Monday, March 24, 2008

CBO - Between a rock and a hard place…

As the Central Bank suffers from the dollar peg (effectively handing control of Oman's monetary policy to the Federal Reserve of the USA), they are thus being forced to act on a micro-scale wherever possible. Today they moved to lower the cap on personal loan interest rates to 'ease the plight of borrowers' (according to the radio report this morning). I'm not sure a 5% cut in the interest rate (from 9% to 8.5%) will have much of an effect, but I guess every bit helps. Especially as it seems, talking to friends and colleagues that many ‘middle class’ Omanis are in debt up to their eyeballs, with loans for cars, houses, weddings, school fees, holidays, credit cards, etc.

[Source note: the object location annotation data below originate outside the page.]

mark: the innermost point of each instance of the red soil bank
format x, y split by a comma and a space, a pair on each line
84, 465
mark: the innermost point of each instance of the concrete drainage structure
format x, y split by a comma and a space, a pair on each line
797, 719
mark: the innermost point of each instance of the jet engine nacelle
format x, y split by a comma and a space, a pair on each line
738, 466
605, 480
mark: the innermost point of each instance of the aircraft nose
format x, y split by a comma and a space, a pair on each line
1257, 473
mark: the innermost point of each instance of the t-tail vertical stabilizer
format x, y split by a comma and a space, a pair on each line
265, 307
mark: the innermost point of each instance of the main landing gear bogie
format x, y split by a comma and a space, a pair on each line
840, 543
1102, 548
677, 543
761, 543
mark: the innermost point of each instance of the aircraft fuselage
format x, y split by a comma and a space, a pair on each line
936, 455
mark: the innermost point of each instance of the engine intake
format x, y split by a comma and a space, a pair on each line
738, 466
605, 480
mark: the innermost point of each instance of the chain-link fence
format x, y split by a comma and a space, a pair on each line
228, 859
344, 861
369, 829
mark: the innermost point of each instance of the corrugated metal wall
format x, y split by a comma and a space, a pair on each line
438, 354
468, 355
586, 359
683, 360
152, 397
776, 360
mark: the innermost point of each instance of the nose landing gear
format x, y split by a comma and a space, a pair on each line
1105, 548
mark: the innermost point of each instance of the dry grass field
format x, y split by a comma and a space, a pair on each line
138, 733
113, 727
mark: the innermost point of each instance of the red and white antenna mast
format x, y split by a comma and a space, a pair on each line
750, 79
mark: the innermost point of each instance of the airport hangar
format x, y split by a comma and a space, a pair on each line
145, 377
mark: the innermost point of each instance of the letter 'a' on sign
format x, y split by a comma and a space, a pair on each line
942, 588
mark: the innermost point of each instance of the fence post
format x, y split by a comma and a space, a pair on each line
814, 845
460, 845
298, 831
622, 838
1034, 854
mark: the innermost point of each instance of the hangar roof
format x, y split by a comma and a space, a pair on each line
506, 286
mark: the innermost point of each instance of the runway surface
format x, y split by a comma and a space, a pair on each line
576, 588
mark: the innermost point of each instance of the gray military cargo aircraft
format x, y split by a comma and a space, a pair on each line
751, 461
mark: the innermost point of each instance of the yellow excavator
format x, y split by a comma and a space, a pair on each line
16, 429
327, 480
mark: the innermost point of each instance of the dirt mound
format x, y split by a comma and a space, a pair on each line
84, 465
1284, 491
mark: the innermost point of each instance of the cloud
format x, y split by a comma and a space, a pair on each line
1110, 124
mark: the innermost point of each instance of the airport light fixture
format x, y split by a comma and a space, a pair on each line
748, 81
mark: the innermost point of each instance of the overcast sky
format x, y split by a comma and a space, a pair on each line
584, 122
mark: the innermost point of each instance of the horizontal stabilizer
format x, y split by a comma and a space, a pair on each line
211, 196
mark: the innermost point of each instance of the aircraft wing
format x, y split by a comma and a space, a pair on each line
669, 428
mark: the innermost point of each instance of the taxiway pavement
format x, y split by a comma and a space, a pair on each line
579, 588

Unfortunately, cutting loan rates will just act to further boost liquidity, which is the last thing Oman needs right now. Excess cash, peg to weak dollar fuel Gulf inflation
CBO board cuts interest rates on personal loans
Sunday, March 23, 2008 11:07:52 PM Oman Time
MUSCAT — The Central Bank of Oman’s board of governors yesterday held its first meeting of the year chaired by Dr Ali bin Mohammed bin Moosa, health minister and deputy chairman of CBO’s board of governors.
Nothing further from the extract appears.